Evidence requirements

  • Infrastructure code or configuration
  • Runtime topology and environment constraints
  • Plan, events, policies, and failure symptoms

Quality gates

  • Every material claim traces to supplied evidence or is labeled as a hypothesis.
  • The response follows the declared deliverable contract.
  • No execution, access, measurement, or verification is invented.
  • Secrets and personal data are redacted rather than repeated.
  • The user receives a concrete independent verification step.
  • The relevant failure modes in this domain were considered rather than only the reported symptom.
  • No listed anti-pattern was recommended as a solution.

Example task

Input

Load average is high but CPU utilization is low. What data should I collect before changing instance size?

Expected output

High load includes tasks waiting in uninterruptible I/O. Check pressure stall information, disk latency, blocked-task stacks, and network filesystem health before assuming compute shortage...
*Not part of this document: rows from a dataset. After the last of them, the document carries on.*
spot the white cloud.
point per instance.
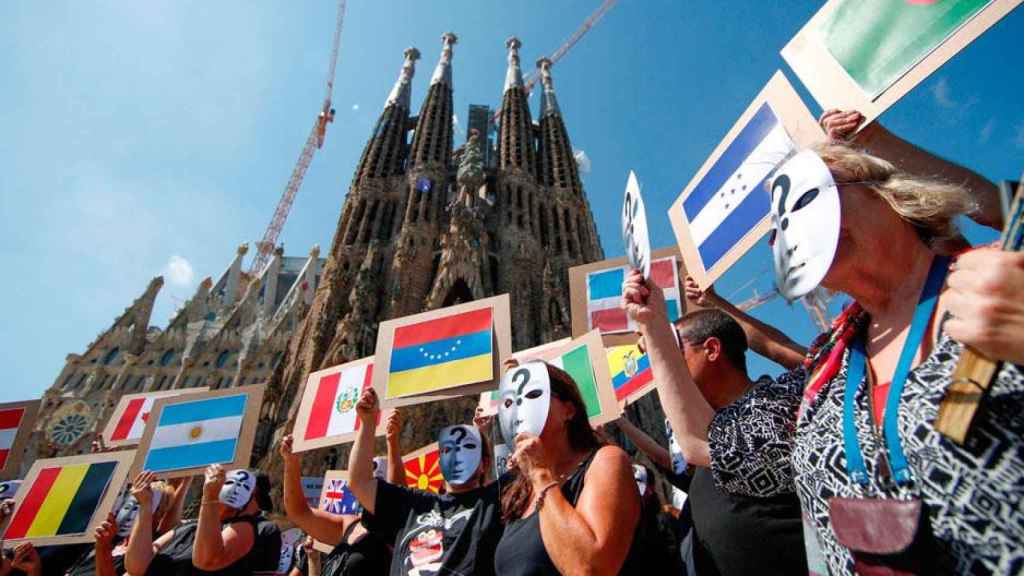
(179, 272)
(941, 93)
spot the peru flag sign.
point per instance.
(128, 420)
(327, 412)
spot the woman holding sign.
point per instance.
(572, 506)
(454, 533)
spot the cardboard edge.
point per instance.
(124, 460)
(243, 454)
(15, 454)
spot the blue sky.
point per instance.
(154, 137)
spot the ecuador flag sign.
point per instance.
(61, 500)
(441, 354)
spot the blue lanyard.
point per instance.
(855, 374)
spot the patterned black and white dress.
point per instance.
(975, 493)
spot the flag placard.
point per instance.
(423, 468)
(585, 360)
(128, 420)
(596, 295)
(724, 210)
(866, 54)
(185, 434)
(62, 500)
(327, 411)
(16, 420)
(442, 354)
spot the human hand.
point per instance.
(839, 125)
(985, 300)
(368, 408)
(142, 490)
(213, 481)
(104, 534)
(643, 301)
(702, 297)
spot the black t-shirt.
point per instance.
(454, 534)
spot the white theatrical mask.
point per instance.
(678, 459)
(640, 475)
(525, 398)
(805, 213)
(238, 489)
(461, 450)
(380, 467)
(128, 512)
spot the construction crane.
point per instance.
(264, 248)
(588, 24)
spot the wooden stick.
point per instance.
(975, 372)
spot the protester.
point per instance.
(224, 539)
(355, 550)
(870, 455)
(454, 533)
(737, 434)
(588, 524)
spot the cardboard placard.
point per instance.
(120, 411)
(578, 293)
(430, 389)
(20, 416)
(51, 510)
(242, 453)
(834, 86)
(738, 207)
(342, 407)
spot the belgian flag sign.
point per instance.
(62, 500)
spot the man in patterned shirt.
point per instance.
(736, 433)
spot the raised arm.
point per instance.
(657, 453)
(909, 158)
(360, 461)
(685, 407)
(217, 547)
(322, 525)
(395, 468)
(764, 339)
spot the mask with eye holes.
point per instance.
(524, 400)
(805, 213)
(461, 450)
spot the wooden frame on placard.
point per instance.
(501, 345)
(330, 475)
(12, 466)
(244, 448)
(802, 128)
(578, 293)
(833, 87)
(118, 478)
(610, 408)
(299, 444)
(112, 422)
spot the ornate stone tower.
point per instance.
(424, 227)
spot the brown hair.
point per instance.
(516, 497)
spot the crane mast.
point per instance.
(264, 248)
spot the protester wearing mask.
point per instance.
(454, 533)
(866, 451)
(572, 505)
(736, 433)
(356, 550)
(223, 541)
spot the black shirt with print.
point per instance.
(452, 534)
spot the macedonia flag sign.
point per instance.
(62, 500)
(423, 468)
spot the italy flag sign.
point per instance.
(442, 354)
(185, 434)
(327, 412)
(61, 500)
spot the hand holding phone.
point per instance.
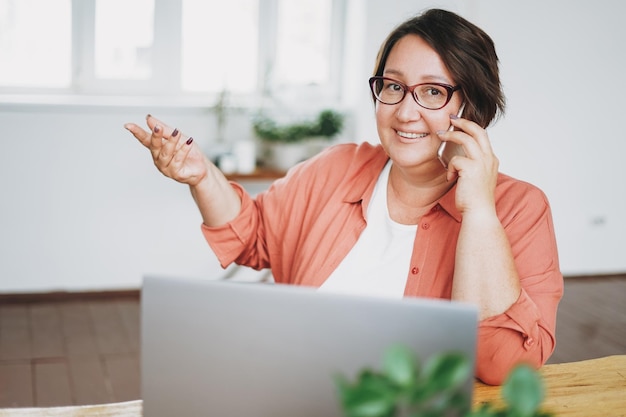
(448, 149)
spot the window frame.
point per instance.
(165, 79)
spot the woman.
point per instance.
(391, 219)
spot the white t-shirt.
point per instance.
(379, 261)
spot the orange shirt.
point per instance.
(306, 223)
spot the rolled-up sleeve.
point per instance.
(242, 239)
(525, 333)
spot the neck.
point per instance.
(410, 196)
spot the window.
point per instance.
(35, 47)
(168, 47)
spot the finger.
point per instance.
(474, 130)
(182, 153)
(140, 134)
(170, 147)
(153, 122)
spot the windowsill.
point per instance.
(69, 101)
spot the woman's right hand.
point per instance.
(174, 154)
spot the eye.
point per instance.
(393, 87)
(431, 90)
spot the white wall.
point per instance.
(82, 207)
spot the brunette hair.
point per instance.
(468, 53)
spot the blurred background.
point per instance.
(82, 207)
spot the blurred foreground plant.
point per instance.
(405, 388)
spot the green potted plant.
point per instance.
(405, 388)
(290, 143)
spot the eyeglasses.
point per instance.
(432, 96)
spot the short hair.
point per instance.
(468, 53)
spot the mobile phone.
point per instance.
(448, 149)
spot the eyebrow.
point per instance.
(427, 77)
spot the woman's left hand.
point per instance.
(477, 171)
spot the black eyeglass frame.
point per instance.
(449, 88)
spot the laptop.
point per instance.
(234, 349)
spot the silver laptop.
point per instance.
(235, 349)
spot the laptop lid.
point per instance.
(233, 349)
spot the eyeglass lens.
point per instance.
(431, 96)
Boundaries and compatibility

Ideal for

  • CPU saturation analysis: produce a decision or artifact grounded in supplied evidence.
  • I/O latency diagnosis: produce a decision or artifact grounded in supplied evidence.
  • Memory-pressure investigation: produce a decision or artifact grounded in supplied evidence.

Out of scope

  • Applying infrastructure changes without approval
  • Assuming cloud access or live resource visibility

Agent compatibility

  • GitHub Copilot custom agents
  • Claude Agent Skills / SKILL.md
  • Any instruction-following chat model

Tool policy: Advisory by default. No tools are assumed. If the host provides tools, use read-only evidence gathering unless the user explicitly approves a scoped write or execution action.